I've notified the team and we'll schedule work to add the -addext "keyUsage=critical,digitalSignature,keyCertSign" as suggested.

Thanks!

Hi @eaudetcobello ,
I have attempted to change the /var/snap/microk8s/current/certs/csr.conf.template file by updating keyUsage attribute of [ v3_ext ] block and tried to refresh-certs. No luck.

As a random attempt, I have added a [ v3_ca ] block to set as below:

[ v3_ca ]
authorityKeyIdentifier=keyid,issuer:always
basicConstraints=critical,CA:TRUE
keyUsage=critical,digitalSignature,keyCertSign

Tried the refreshing the certs again but still same error.

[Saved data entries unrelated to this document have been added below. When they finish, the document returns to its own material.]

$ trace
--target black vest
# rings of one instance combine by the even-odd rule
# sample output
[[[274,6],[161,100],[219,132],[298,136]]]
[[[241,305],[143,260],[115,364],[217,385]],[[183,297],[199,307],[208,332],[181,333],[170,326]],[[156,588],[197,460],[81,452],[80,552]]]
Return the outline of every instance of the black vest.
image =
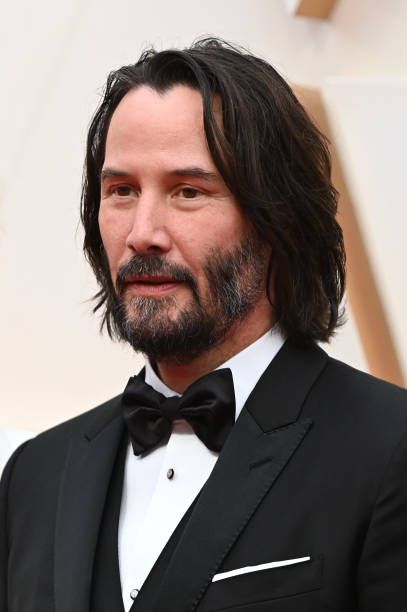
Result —
[[[119,572],[118,527],[127,445],[126,434],[123,436],[117,453],[100,524],[93,566],[90,612],[124,612]],[[192,503],[164,547],[134,600],[131,612],[151,612],[153,609],[157,590],[194,504],[195,502]]]

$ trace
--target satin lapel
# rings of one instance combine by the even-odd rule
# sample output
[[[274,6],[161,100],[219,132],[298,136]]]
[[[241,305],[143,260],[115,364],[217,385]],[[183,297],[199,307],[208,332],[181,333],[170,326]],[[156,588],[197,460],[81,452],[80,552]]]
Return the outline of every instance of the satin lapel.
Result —
[[[325,363],[326,355],[318,348],[302,351],[286,343],[270,364],[201,491],[164,575],[154,612],[196,609],[239,534],[309,431],[311,420],[296,419]]]
[[[120,413],[111,412],[107,423],[71,441],[55,529],[55,612],[89,612],[98,530],[123,432]]]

@mfmarche's solution works but its persistent to the current session and had to be applied again when we restart microk8s as microk8s is potentially detecting a 'change' in the current certs and refreshing them, which brings back the original error, making the workaround unsustainable in the long term.

My setup is WSL2 (Ubuntu 24.04) on a Windows11 machine. It very unfortunate and ironic that Microk8s is having an issue with one of its sibling products from Canonical.

[sabpamdev1]

Ok I have attempted to raise a PR but couldn't due to me not meeting certain criteria immediately. It looks like a single line change, from the draft PR I was going to raise (@mfmarche spotted it long time ago)

Would be really nice to have this fixed soon 🙏

[davepgreene]

Is there a process for fixing this in a live cluster, especially with multiple nodes? I'm having to pin back Grafana sidecars in multiple places now that they've updated the version of kiwigrid/k8s-sidecar they use everywhere and I'd love to be able to roll forward.